Having failed to get a ransom for the castle of Chagres, he demolished some of its walls and set sail secretly for Jamaica, leaving the majority of his men behind, and almost as poor as before the expedition. God did not help Don Juan, but he hit the pirates hard. Few men would be willing to do so much dangerous work for so little pay. There certainly were and are many honest occupations available, even for the most ignorant men, that pay better in the end than trying to obtain by sword cuts or short cuts, what belongs to others. But everything has to be tried and exploited in this immature world, and Henry Morgan did pioneer work. As a reward for this, Henry was made a Sir and appointed Lieutenant-Governor of Jamaica, and the island has ever since been a victim of the four elements. These were golden days for buccaneers, for they were not only tolerated at Jamaica but were licensed by Great Britain to rob and kill Spanish men and women, and to spend the money and sell the jewels at British ports.

A paragraph from John Evelyn’s diary tells the story:

“1698, 6 Aug.—I dined with Mr. Pepys, where was Capt. Dampier, who had been a famous Buccaneer, had brought hither the painted Prince Job, and printed a relation of his very strange adventure, and his observations. He was now going abroad again by the King’s encouragement, who furnished a ship of 290 tons. He seemed a more modest man than one would imagine by the relation of the crew he has assorted with.”

Surely the tourist, the poet, the artist, the antiquarian, and lover of the romantic past, need not go to Europe or Asia to find ruin and romance, dirt and dreaminess, the splendor of nature and the destructiveness of man, to find history, hallucination, inspiration and perspiration.

Let him visit the solitary ruined tower at the site of the old city of Panama and tumble into old vaults and ditches; let him study the church ruins in the present city, and buy a few; let him live in the dingy old Spanish houses and go about among the parti-colored inhabitants, instead of traveling in Europe among his own countrymen. Let him study the history, legends, superstitions, customs and language of the people and be satisfied. If not let him go to Yucatan and study the architecture and religion of the Aztecs, which are not modeled after guide books, and let him wander and dream and write and paint and see something new under the sun, that really is under the sun. Europe and Asia are an old story.

Panama has changed hands since the buccaneer period when the buccaneers did all of the fighting. Panamanians now have less money, fewer prayers and more fights. They have not a praying Don Juan for president—Don Juans should not pray. Their chief fault is that they believe in frequent changes of administration. But they have the courage of their convictions, and the army has always been ready to act upon them, pro or con.
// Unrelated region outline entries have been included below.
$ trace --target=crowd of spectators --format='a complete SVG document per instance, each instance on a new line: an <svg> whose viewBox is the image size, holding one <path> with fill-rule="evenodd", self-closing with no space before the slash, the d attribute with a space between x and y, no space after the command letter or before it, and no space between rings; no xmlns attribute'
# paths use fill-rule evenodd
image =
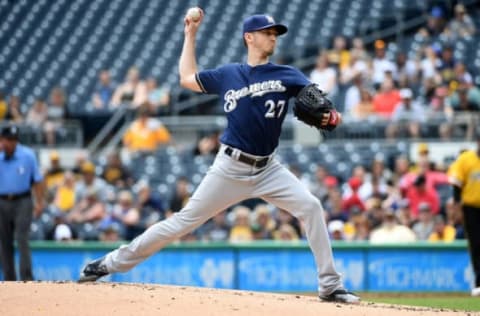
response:
<svg viewBox="0 0 480 316"><path fill-rule="evenodd" d="M465 133L471 138L479 122L478 74L454 50L476 29L462 4L447 17L445 8L432 8L414 36L418 48L408 52L382 39L371 51L361 38L348 48L346 38L337 36L331 49L319 52L310 80L337 101L347 120L386 123L388 138L431 136L424 123L435 124L435 134L443 139ZM394 49L388 49L390 44Z"/></svg>
<svg viewBox="0 0 480 316"><path fill-rule="evenodd" d="M215 151L195 148L194 154L213 157ZM63 168L58 153L51 153L50 167L45 170L49 206L37 219L32 238L131 240L180 211L194 189L192 179L181 176L171 195L161 195L139 180L141 175L133 174L118 152L97 163L80 155L75 166ZM418 147L414 163L398 156L389 166L379 156L371 166L355 166L348 179L322 165L313 177L290 166L321 200L332 240L372 243L464 238L461 214L454 211L448 190L447 167L432 163L426 144ZM224 210L181 241L304 238L301 221L261 199L251 199Z"/></svg>
<svg viewBox="0 0 480 316"><path fill-rule="evenodd" d="M480 110L480 90L474 69L454 54L455 43L476 32L466 8L459 4L452 18L434 7L427 23L415 35L417 50L389 50L378 39L371 49L363 40L351 43L337 36L332 47L319 52L312 82L338 100L346 124L352 121L387 122L385 136L420 138L425 122L434 122L438 134L450 138L460 128L467 136L479 124L473 112ZM342 91L344 94L342 94ZM137 117L126 129L123 147L132 154L154 154L173 143L170 131L158 115L170 111L170 91L156 78L142 78L131 67L116 83L109 70L98 74L92 92L92 113L115 110L121 105L135 110ZM61 87L51 90L47 100L32 105L19 96L0 93L0 123L25 123L41 131L45 144L54 146L69 118L68 95ZM463 133L462 133L463 135ZM195 155L214 155L219 132L201 137ZM295 166L290 166L295 172ZM428 150L412 164L399 156L395 165L375 159L371 166L356 166L348 179L329 174L319 165L314 179L296 172L325 208L329 234L336 240L400 242L413 240L451 241L463 238L462 219L440 190L447 185L445 166L431 163ZM105 162L77 158L67 170L53 151L45 170L49 206L37 219L32 238L50 240L129 240L158 220L178 212L188 201L193 184L180 177L172 196L141 181L111 153ZM256 239L299 240L305 238L302 223L285 210L261 200L248 201L216 215L182 240L247 241Z"/></svg>

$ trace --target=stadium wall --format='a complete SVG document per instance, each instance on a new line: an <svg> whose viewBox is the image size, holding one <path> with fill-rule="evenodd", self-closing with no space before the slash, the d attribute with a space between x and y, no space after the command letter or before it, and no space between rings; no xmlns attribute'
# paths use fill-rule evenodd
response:
<svg viewBox="0 0 480 316"><path fill-rule="evenodd" d="M76 280L91 259L119 244L32 242L37 280ZM448 244L371 245L334 242L335 264L354 291L461 292L472 271L465 241ZM160 283L269 292L315 292L308 245L255 242L170 245L112 282Z"/></svg>

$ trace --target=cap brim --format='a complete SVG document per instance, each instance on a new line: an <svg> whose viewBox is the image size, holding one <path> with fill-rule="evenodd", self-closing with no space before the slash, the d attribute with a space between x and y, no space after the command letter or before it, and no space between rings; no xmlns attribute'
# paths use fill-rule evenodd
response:
<svg viewBox="0 0 480 316"><path fill-rule="evenodd" d="M283 35L283 34L288 32L288 28L285 25L278 24L278 23L267 25L267 26L264 26L264 27L259 27L258 29L254 29L254 30L251 30L251 31L248 31L248 32L256 32L256 31L261 31L261 30L266 30L266 29L275 29L275 30L277 30L278 35Z"/></svg>

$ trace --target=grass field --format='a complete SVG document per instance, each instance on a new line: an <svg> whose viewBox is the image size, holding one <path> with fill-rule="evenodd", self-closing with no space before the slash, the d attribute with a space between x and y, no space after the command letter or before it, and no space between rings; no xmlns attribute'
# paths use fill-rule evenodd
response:
<svg viewBox="0 0 480 316"><path fill-rule="evenodd" d="M480 311L480 297L471 297L466 293L362 293L361 297L364 302Z"/></svg>

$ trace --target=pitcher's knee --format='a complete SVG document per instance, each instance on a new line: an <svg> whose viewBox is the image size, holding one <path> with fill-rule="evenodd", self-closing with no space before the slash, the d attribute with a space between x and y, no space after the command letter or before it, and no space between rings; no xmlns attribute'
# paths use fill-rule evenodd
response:
<svg viewBox="0 0 480 316"><path fill-rule="evenodd" d="M320 204L320 201L314 196L310 196L302 202L302 213L320 212L321 210L322 205Z"/></svg>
President Amador is a philosopher and believes that an ounce of prevention is worth a pound of cure, that the greatest preventive of fighting is to do away with the fighters. Hence the large standing army of the republic has been disbanded and their duties given over to the military policemen. Since then there has been a revolutionary stagnation, a slump in the revolutionary market, for which Uncle Sam is said to be responsible. But for Uncle Sam there would have been something doing in Panama before this.